The two dark figures walked back to the deckhouse and disappeared for a moment in the shadows. A few minutes later, Sandy saw their forms outlined briefly against the light from a porthole on the boat deck; then they passed once more from sight.

Turning to Jerry, Sandy whispered, “We’d better get going! If they wind up that business talk before we’re out of here, I don’t give us much of a chance!”
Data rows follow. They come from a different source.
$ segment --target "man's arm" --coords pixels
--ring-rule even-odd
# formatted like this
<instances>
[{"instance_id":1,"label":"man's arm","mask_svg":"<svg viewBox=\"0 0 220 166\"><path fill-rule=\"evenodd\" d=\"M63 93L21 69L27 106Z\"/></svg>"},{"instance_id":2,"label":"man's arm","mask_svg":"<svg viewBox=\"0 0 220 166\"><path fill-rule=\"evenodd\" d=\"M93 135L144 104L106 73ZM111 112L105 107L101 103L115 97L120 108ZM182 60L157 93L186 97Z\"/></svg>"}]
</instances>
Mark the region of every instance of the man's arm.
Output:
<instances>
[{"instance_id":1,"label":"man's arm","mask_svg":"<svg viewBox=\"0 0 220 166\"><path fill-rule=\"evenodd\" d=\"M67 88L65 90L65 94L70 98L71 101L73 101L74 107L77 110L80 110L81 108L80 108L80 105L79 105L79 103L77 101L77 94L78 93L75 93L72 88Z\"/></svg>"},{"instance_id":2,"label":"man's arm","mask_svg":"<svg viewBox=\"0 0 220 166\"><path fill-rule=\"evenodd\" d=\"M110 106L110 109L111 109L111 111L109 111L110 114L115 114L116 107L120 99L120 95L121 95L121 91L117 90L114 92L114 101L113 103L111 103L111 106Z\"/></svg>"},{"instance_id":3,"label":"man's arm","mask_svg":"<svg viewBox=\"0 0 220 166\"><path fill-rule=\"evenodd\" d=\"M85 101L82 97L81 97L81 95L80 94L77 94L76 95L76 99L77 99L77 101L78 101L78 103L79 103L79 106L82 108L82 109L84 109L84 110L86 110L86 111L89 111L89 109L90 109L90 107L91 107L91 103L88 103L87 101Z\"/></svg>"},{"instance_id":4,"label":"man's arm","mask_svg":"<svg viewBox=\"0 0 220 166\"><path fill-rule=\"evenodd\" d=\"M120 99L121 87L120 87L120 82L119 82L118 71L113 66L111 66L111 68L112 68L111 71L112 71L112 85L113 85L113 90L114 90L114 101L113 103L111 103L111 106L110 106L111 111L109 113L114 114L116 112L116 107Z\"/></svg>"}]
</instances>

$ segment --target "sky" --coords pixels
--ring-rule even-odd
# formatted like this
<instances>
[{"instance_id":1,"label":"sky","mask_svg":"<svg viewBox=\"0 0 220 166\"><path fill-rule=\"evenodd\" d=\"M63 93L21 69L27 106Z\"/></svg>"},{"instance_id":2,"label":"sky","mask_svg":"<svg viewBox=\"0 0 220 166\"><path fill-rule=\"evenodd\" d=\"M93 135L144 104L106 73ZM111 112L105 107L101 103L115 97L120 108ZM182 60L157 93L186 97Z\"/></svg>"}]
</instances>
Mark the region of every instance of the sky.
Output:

Once more, they crept in the shadows, moving with painful care over the tangled equipment that seemed to cover the decks everywhere. At last, reaching the ladder from the main deck to the boat deck, they paused and took stock. Above them, showing only as a dark shape against the dark sky, loomed the bow of the nearest of the freighter’s four lifeboats. Slowly, and with the greatest of care, they slipped up the ladder until Sandy’s head was at a level with the deck above. He waited and watched to be sure the deck was uninhabited. When he was reasonably certain, he moved ahead, slower now than before, and slid his body up onto the deck. Jerry followed suit, and soon the two, pulling themselves forward on the deck by the flats of their hands and the toes of their sneakers, were sheltered by a life-jacket box below the lifeboat.

Turning over, Sandy scanned the bottom of the lifeboat, until, with a sigh of relief, he saw what he was hoping to see—the screw of a power boat protruding from the stern. This was the object of their search!

As he pointed excitedly to the screw, Jerry whispered with puzzlement, “Now that we’ve found their power gig, what are we going to do with it? It takes four men to launch these things, and even if we could launch it, it would make such a noise that we’d have the whole crew on our necks before it ever hit the water!”

“I didn’t figure on launching it,” Sandy said. “What I want to do is fix it so they won’t be able to follow us in it when we make our getaway on the sloop!”